2002 Denver Annual Meeting (October 27-30, 2002)

Paper No. 7
Presentation Time: 8:00 AM-12:00 PM

PROVENANCE OF MIDDLE STONE AGE TOOLS OF THE LAETOLI ARCHAEOLOGICAL SITE, TANZANIA


ADELSBERGER, Katherine A., Department of Geology, Beloit College, 700 College St, Beloit, WI 53511, WIRTH, Karl R., Geology Department, Macalester College, 1600 Grand Ave, St. Paul, MN 55105 and MABULLA, Audax Z.P., Archeology Unit, University of Dar es Salaam, PO Box 35050, Dar es Salaam, Tanzania, adelsber@stu.beloit.edu

Much information used to reconstruct early human behavior has been inferred from the analysis stone tools. The objective of this study is to determine whether the raw materials used by "archaic" Homo sapiens (200 Ka) at the Laetoli Archaeological Site (LAS), Tanzania were derived locally, or whether they were transported from distant sources. More than 200 Middle Stone Age stone tools (hammerstones, cores, and flakes) were collected by surface survey from six LAS localities. These stone tools erode from the upper Ngaloba Beds, which have also yielded a cranium of an archaic Homo sapiens (LH18) dated to about 200 Ka. Most stone tools were manufactured from basalt (>60%), and these are compared with 60 samples of nearby exposures of basaltic lava (Ogol Lava Beds; 2.41 +/- 0.12 Ma). On the basis of texture, mineralogy, and major and trace-element compositions (see Wirth and Adelsberger, this volume), we conclude that at least two non-Ogol sources were used in the manufacture of the Laetoli basaltic tools.
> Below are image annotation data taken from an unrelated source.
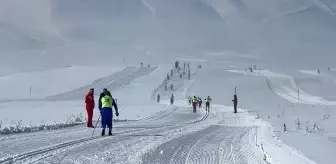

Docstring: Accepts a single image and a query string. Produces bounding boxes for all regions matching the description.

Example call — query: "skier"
[198,97,203,108]
[232,94,238,113]
[156,94,160,103]
[170,94,174,105]
[205,96,212,112]
[99,88,119,136]
[191,96,197,113]
[85,88,95,128]
[188,96,191,105]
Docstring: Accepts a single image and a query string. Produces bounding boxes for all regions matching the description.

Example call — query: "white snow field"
[0,0,336,164]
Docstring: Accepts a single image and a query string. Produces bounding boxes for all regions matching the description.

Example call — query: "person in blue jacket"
[98,88,119,136]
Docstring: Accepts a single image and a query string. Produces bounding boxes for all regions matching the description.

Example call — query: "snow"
[0,66,121,100]
[0,0,336,164]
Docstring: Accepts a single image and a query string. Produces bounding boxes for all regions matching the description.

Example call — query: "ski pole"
[92,115,101,136]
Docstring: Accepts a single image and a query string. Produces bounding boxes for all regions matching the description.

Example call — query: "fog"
[0,0,336,68]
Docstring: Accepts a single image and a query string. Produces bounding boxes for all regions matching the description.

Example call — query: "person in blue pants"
[98,88,119,136]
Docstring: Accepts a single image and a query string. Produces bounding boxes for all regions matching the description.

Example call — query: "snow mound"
[0,66,120,100]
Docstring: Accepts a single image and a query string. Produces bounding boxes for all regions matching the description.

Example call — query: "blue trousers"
[101,108,113,130]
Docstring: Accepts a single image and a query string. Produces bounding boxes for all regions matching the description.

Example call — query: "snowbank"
[0,66,121,100]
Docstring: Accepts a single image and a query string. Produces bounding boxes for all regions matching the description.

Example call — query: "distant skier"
[99,88,119,136]
[170,94,174,105]
[205,96,212,112]
[85,88,95,128]
[198,97,203,108]
[191,96,197,113]
[156,94,160,103]
[232,94,238,113]
[188,96,191,105]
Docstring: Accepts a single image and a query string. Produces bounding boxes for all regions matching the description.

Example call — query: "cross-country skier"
[156,94,160,103]
[232,94,238,113]
[99,88,119,136]
[170,94,174,105]
[205,96,212,112]
[85,88,95,128]
[198,97,203,108]
[191,96,197,113]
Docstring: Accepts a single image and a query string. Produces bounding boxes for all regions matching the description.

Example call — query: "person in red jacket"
[85,88,95,128]
[232,95,238,113]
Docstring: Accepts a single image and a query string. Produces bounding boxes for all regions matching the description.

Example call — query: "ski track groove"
[143,125,264,164]
[0,110,209,164]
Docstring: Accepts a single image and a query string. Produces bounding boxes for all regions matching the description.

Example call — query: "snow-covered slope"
[0,0,336,164]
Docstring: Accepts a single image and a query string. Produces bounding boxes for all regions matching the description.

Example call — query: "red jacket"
[232,95,238,105]
[85,92,95,109]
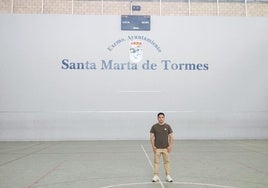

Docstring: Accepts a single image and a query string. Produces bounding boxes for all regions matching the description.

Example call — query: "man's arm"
[150,133,157,153]
[167,133,173,153]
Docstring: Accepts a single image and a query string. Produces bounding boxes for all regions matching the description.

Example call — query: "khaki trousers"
[154,149,170,175]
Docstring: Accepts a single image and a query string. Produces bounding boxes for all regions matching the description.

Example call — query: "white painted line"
[141,145,165,188]
[100,182,239,188]
[172,182,239,188]
[119,90,160,93]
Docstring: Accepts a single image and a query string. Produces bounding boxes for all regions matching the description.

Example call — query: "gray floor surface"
[0,140,268,188]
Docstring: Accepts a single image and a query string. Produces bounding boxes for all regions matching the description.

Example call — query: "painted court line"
[100,182,239,188]
[28,161,63,188]
[141,145,165,188]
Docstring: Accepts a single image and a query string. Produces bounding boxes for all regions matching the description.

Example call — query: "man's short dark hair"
[157,112,165,117]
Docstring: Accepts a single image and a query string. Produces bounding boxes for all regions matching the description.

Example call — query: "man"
[150,112,173,182]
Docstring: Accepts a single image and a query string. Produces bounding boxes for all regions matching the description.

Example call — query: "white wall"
[0,15,268,140]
The basaltic stone tools are aphanitic and non-vesicular whereas samples of Ogol Lavas contain abundant phenocrysts of olivine and clinopyroxene and are commonly vesicular. Furthermore, the tools and Ogol lavas have distinct major ( e.g., SiO2, Na2O, Mg#) and trace (e.g., La/Nb, Nb/Y) element compositions. These data indicate that the basalts utilized for toolmaking were derived from non-Ogol sources. Possible nearby sources included Lemagrut, Sadiman, and Oldeani volcanoes which are 20-30 km distant from Laetoli suggesting that "archaic" H. sapiens at Laetoli had a wide geographic range. Alternatively, basalt from non-local sources may have been locally available to early humans as transported fragments in streams. Although the source of the basalt used in the manufacture of stone tools at the LAS was not be determined in this study, it is clear that the widely-available and local Ogol basalts were not preferred by archaic Homo sapiens. Recent studies have shown that tools produced from vesicular and porphyritic basalt produce a poorer cutting edge than do tools produced from fine-grained rocks and apparently the archaic Homo sapiens of the Laetoli region comprehended these attributes as early as 200,000 years ago.